Una hormona que libera el hígado con propiedades antiobesidad

El FGF21 (siglas de fibroblast growth factor) es una hormona que reduce los niveles de glucosa y tiene como una de sus funciones principales la activación del metabolismo de la grasa parda, un tipo de tejido adiposo clave en el gasto de energía.

El hallazgo ocupa hoy miércoles la portada de Cell Metabolism con un estudio dirigido por Francesc Villarroya, director del Instituto de Biomedicina de la Universidad de Barcelona y profesor de Bioquímica y Biología Molecular de la Facultad de Biología. Como ha recordado Villarroya, el FGF21 fue descubierta hace cinco años.

“Se conocen muy bien, en general, sus efectos positivos sobre el metabolismo en diabetes tipo 2 y en obesidad, sobre todo en modelos experimentales. Pero se desconoce a través de qué niveles actúa”, ha indicado.La grasa parda es un mecanismo que el cuerpo humano utiliza para la eliminación de calorías con distintas finalidades: porque sea necesario generar calor si se produce un descenso de la temperatura o cuando existe un exceso de calorías que se ingieren y parte de estas calorías pueden eliminarse para que no se acumulen como grasa blanca.

“La grasa parda se considera una especie de mecanismo antiobesidad.

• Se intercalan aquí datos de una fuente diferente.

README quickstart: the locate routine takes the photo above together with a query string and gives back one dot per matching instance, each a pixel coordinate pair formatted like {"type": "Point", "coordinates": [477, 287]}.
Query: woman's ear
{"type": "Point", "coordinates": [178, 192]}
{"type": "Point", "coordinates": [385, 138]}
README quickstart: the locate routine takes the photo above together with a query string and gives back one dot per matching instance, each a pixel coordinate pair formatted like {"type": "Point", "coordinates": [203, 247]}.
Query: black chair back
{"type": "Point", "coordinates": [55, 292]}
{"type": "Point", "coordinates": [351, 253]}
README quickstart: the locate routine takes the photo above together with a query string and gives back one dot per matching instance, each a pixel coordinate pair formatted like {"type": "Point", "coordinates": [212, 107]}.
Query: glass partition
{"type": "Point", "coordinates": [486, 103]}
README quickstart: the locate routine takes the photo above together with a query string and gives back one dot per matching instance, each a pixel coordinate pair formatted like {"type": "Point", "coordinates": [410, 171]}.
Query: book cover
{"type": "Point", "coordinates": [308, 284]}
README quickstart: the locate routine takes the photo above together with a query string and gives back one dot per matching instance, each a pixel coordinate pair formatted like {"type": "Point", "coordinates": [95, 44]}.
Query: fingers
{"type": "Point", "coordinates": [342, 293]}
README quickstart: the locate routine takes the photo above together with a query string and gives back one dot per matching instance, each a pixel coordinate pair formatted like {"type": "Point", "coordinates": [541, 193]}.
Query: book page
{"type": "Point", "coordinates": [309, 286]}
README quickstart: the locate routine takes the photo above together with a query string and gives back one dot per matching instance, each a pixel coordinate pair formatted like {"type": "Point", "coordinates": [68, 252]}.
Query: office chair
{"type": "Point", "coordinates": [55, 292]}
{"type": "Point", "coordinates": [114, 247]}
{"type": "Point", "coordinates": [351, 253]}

La idea es que el control de la obesidad estaría asociado a un aumento de la actividad de la grasa parda”, ha explicado.La investigación se ha basado en modelos experimentales utilizando termografía convencional y se ha realizado en su mayor parte en la Universidad de Barcelona (UB) con la colaboración puntual de los Institutos Nacionales de Salud (NIH) estadounidenses, que han proporcionado animales modificados genéticamente que “nos han ayudado mucho”.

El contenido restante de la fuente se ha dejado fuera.